Worse, there was almost nowhere to fall back to.

"W-what… is that?!"

A son of the Lion pointed and yelled toward the chaotic Warp beyond the trees.

THRUM-THRUM-THRUM-THRUM-THRUM!

Before anyone could truly react, a gigantic, half-transparent mechanical hull tore through.

It skimmed the forest's rim, ripping open the surrounding space and the woodland's very ground.

Like a tunnel-borer chewing a conduit underground—only the "ground" here was the seething Warp itself.

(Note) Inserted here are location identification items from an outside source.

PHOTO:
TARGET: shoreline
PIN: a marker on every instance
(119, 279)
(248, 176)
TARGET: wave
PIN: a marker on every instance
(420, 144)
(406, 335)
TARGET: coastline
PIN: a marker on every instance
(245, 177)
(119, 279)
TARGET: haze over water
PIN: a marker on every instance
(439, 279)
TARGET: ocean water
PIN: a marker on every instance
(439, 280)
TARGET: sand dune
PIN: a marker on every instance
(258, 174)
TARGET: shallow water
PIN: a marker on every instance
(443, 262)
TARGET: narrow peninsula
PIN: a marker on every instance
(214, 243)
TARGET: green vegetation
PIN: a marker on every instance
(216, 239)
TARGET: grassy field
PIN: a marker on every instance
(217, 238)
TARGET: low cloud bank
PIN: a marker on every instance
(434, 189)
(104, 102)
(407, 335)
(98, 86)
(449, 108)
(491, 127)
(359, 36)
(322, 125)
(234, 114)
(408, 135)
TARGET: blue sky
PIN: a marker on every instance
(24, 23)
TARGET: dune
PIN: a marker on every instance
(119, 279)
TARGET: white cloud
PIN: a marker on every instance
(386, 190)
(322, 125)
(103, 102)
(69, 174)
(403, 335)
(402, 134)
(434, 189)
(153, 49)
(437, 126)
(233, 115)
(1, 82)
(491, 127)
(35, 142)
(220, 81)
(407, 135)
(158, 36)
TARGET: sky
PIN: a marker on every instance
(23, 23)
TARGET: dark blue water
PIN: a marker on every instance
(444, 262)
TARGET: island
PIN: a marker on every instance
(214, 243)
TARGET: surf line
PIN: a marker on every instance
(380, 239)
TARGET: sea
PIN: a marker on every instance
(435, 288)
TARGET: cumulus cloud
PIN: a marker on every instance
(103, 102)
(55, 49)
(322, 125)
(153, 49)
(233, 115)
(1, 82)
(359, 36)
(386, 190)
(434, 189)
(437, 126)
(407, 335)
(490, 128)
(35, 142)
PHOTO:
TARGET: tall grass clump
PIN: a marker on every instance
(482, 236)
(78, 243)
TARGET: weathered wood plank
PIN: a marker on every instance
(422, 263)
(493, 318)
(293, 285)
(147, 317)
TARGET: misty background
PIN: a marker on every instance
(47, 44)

A vast gilded half-figure—some holy colossus—loomed along the hull, striding parallel to the Lion's host like a titan stomping past, staggering the heart with sheer spectacle.

???

The Lion stared at the hundred-meter gilded beefcake idol bolted to the machine's prow.

He went a little numb.

That sky-pointing, muscle-popping half-statue. That brazen pose. That eternal riot of luxurious, domineering paint.

And that skyscraping drill.

Familiar. Too familiar. The damned thing was haunting him.

Around him, the sons of the Lion cried out:

"By the Emperor—what manner of being is that…?"

"The Savior! That's the Hope Primarch—the Savior!"

If you were trudging through the Warp's Caliban forest and that flamboyant engine with that all-too-familiar figure suddenly blasted by, you'd lose composure too.

The Lion's eye twitched. He drew a long breath and did his best to keep his bearing.

Of course it was the Savior. Why was that man everywhere?

He'd even forced his way into the Warp—what in the throne's name was that vessel?

Questions piled up like wreckage in his head.

More deflating by far—

The Savior had once again crushed his presence.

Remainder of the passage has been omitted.